Backend - meta-circular evaluator

Eval/Apply diagram from SICP

Lisp was designed to be simple to interpret (at least in a straightforward way, without worrying about efficiency). This goes back all the way to John McCarthy's 1960 paper titled Recursive Functions of Symbolic Expressions and Their Computation by Machine. The clearest formulation I could find for this is in Paul Graham's 2002 essay The Roots of Lisp. Here's the entire Lisp interpreter:

(defun eval. (e a)
  (cond
    ((atom e) (assoc. e a))
    ((atom (car e))
      (cond
        ((eq (car e) 'quote) (cadr e))
          ((eq (car e) 'atom) (atom (eval. (cadr e) a)))
          ((eq (car e) 'eq) (eq (eval. (cadr e) a) (eval. (caddr e) a)))
          ((eq (car e) 'car) (car (eval. (cadr e) a)))
          ((eq (car e) 'cdr) (cdr (eval. (cadr e) a)))
          ((eq (car e) 'cons) (cons (eval. (cadr e) a) (eval. (caddr e) a)))
          ((eq (car e) 'cond) (evcon. (cdr e) a))
          ('t (eval. (cons (assoc. (car e) a) (cdr e)) a))))
    ((eq (caar e) 'label)
      (eval. (cons (caddar e) (cdr e)) (cons (list (cadar e) (car e)) a)))
    ((eq (caar e) 'lambda)
      (eval. (caddar e) (append. (pair. (cadar e) (evlis. (cdr e) a)) a)))))

(defun evcon. (c a)
  (cond ((eval. (caar c) a)
         (eval. (cadar c) a))
         ('t (evcon. (cdr c) a))))

(defun evlis. (m a)
  (cond ((null. m) '())
         ('t (cons (eval. (car m) a) (evlis. (cdr m) a)))))

This code assumes that there are a few more primitives defined in the language, using lower-level primitives:

(defun pair. (x y)
  (cond ((and. (null. x) (null. y)) '())
        ((and. (not. (atom x)) (not. (atom y)))
         (cons (list (car x) (car y))
               (pair. (cdr x) (cdr y))))))

(defun assoc. (x y)
  (cond ((eq (caar y) x) (cadar y))
         ('t (assoc. x (cdr y)))))

(defun null. (x) (eq x '()))

(defun and. (x y)
  (cond (x (cond (y 't) ('t '())))
        ('t '())))

(defun not. (x)
  (cond (x '())
        ('t 't)))

(defun append. (x y)
  (cond ((null. x) y)
        ('t (cons (car x) (append. (cdr x) y)))))

It also relies on several "built-ins": quote, atom, eq, car, cdr, cons, and cond.

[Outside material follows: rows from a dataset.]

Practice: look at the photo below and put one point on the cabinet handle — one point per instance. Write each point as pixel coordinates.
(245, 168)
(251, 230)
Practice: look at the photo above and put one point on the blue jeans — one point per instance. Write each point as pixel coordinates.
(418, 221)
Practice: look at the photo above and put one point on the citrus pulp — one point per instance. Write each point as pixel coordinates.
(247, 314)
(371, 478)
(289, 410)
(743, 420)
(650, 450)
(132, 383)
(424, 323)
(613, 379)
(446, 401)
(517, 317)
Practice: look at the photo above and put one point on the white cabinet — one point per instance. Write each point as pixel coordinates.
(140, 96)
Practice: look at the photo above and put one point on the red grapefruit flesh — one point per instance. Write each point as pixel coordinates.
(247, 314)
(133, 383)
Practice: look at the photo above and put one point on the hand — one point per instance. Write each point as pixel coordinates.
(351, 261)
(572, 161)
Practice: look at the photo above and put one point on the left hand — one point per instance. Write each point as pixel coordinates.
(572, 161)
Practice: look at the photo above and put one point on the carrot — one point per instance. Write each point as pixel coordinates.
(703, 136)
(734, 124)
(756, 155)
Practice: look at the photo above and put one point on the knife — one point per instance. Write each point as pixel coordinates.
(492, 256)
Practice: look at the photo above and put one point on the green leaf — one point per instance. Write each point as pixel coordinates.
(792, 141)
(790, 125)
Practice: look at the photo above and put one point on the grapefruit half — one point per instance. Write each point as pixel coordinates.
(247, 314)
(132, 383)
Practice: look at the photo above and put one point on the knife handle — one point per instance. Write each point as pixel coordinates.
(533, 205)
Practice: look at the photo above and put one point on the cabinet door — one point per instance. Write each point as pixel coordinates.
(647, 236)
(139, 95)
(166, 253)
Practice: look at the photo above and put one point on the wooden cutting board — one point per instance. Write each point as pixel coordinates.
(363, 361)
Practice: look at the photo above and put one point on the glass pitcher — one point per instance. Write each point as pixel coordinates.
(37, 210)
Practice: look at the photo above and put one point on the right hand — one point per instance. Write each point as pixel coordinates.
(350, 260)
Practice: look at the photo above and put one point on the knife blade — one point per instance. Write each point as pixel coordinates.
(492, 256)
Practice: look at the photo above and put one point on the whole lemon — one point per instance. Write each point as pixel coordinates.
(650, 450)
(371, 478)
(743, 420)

The built-ins cons, car and cdr are the basic tools for working with the list data structure: cons creates a pair with a head and tail; car grabs the head and cdr grabs the tail. Compound accessors like cadr and caddar are a combination of the latter two, and can be trivially constructed using them as primitives. For example, (cadr x) is the same as (car (cdr x)), meaning the second element from the list. Recall that Lisp's lists represent nested trees - so these primitives are just convenience helpers to grab specific children and other descendants from a given node.

I highly recommend reading The Roots of Lisp for all the details - it's short and very readable. What's important for our goal here is to note how small the evaluator is, and how little supporting infrastructure it requires.

The one issue folks may run into when implementing a Lisp interpreter in a systems programming language is the need for some sort of automatic memory management, which is assumed by the Lisp specification (there's a cons to build new lists, but no explicit way to free up this memory). While Bob's first interpreter is in Python, I specifically wrote another version in C++ to practice implementing a GC for Lisp.


[1]

The most serious implementation is Bob, which is a whole suite of interpreters and compilers for Scheme, written in Python and C++.

There's also a fairly functional series of interpreters and compilers while working through SICP.

Finally, another series of interpreters while working through the EOPL book.